"Essa música fala sobre se lembrar da primeira vez, mas hoje é a nossa primeira vez aqui", notou o inglês Jarvis Cocker, adepto de nostalgia e ironia em várias músicas que mostrou pela primeira vez no Brasil. A frase veio no início do show, com "Do you remember the first time?", um de seus sucessos entre fãs de rock dos anos 90. O Pulp, banda liderada por Jarvis, fez show animado por mais de duas horas na Via Funchal, em apresentação única em São Paulo, na noite de quarta-feira (28).
O cantor de 49 anos subiu ao palco de terno e gravata, à frente de um grande letreiro colorido com o nome da banda. Jarvis logo começou a dançar de paletó, que logo tirou para ficar de camisa social, como um tio bêbado em festa de casamento.
A turnê de reunião da banda, após uma década separada, tem mais clima de celebração do passado do que de novidade – não há expectativa de gravar material novo.
O último disco do grupo é “We love life” (2001), do qual tocaram apenas “Sunrise” em São Paulo. O Pulp lançou três álbuns entre 1983 e 1992 – ignorados no show -, mas ganhou destaque no movimento britpop de meados dos anos 90, com menos sucesso comercial e mais aprovação da crítica que os conterrâneos Blur e Oasis. Os maiores sucessos estão em “His 'n' hers” (1994) e “Different class” (1995), a base do repertório da turnê.
Ao lado de seis músicos, Jarvis monopolizou as atenções. Além de dançar como uma criança com roupas de adulto, a performance enérgica tem muito falatório, tanto nas frases em tom discursivo das faixas quanto nas conversas fartas com o público nos intervalos.]
O cantor mostrou dedicação acima da média de músicos estrangeiros para se comunicar em português. “You are show de bola”, misturando inglês e português, “balada”, “sinistro” e “vocês gostariam de dançar” estão entre as palavras que se esforçou para pronunciar.
Ele também fez questão de traduzir os títulos de duas das músicas mais celebradas da noite: “algo mudou”, ou “Something changed”, no encerramento, e “pessoas comuns”, ou “Common people”, maior hit do grupo. Outras festejadas foram “Disco 2000”, “Babies” e “Razzmatazz”.

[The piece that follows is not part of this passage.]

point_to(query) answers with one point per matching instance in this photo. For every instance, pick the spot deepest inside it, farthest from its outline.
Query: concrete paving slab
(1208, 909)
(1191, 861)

A banda eclipsada pelo cantor é competente ao transitar entre a base para os versos ao estilo “contador de histórias” e os refrões eufóricos – quando é prejudicada pelo som embolado da Via Funchal, mas não perde a pressão.

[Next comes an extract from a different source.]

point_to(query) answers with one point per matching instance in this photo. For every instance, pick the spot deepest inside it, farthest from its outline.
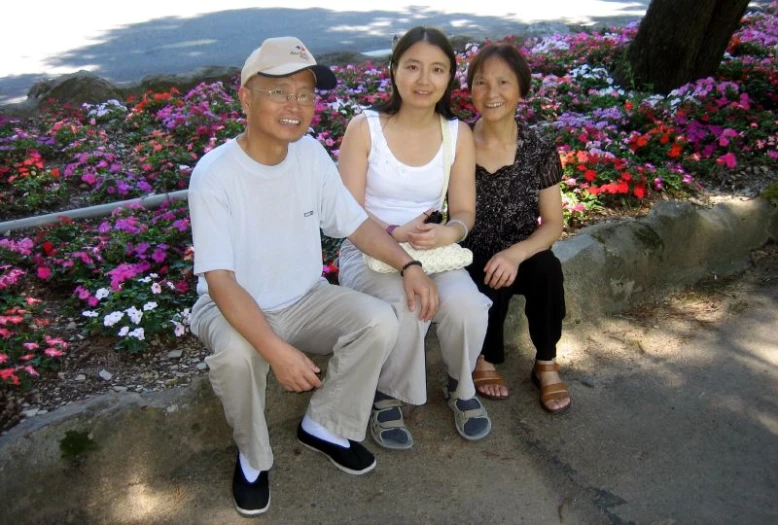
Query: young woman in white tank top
(391, 160)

A casa com capacidade para quatro mil pessoas tinha cerca de dois terços de seu espaço ocupado. Mesmo não lotando a estreia da banda no Brasil, o público se mostrou animado e íntimo do repertório. Quando Jarvis diz, em inglês, “não sei se vocês conhecem essa música, de um filme feito há muito tempo”, grande parte dos presentes já reconhece e canta “Like a friend”, do filme “Great expectations”, de 1998.
Um exemplo do talento dramático de Jarvis Cocker é em “Sorted for E’s and W´s”. Ele pergunta se alguém sabe se hoje é quarta ou quinta-feira, finge que comanda raios de luzes verdes do fundo do palco e faz imitação com a boca do som de música eletrônica. Parece papo furado, mas faz sentido antes da música sobre confusão mental e desespero ao final de uma rave, entre drama e humor – “você quer ligar para sua mãe e dizer que não voltar pra casa, pois perdeu parte de seu cérebro”, diz a letra.
Jarvis usa também truques menos sutis para manter a animação do público, como quando ensina palmas em sincronia no refrão da romântica “A little soul”, ou quando sobe em cima de uma grande caixa de som lateral para fazer movimentos como os de um strip tease antes da sombria “This is hardcore”. Talvez bastasse a nostalgia da reprodução de velhas músicas. Mas o líder do Pulp também merece crédito por manter a energia da mistura de monólogo e dança bêbada como se fosse a primeira vez.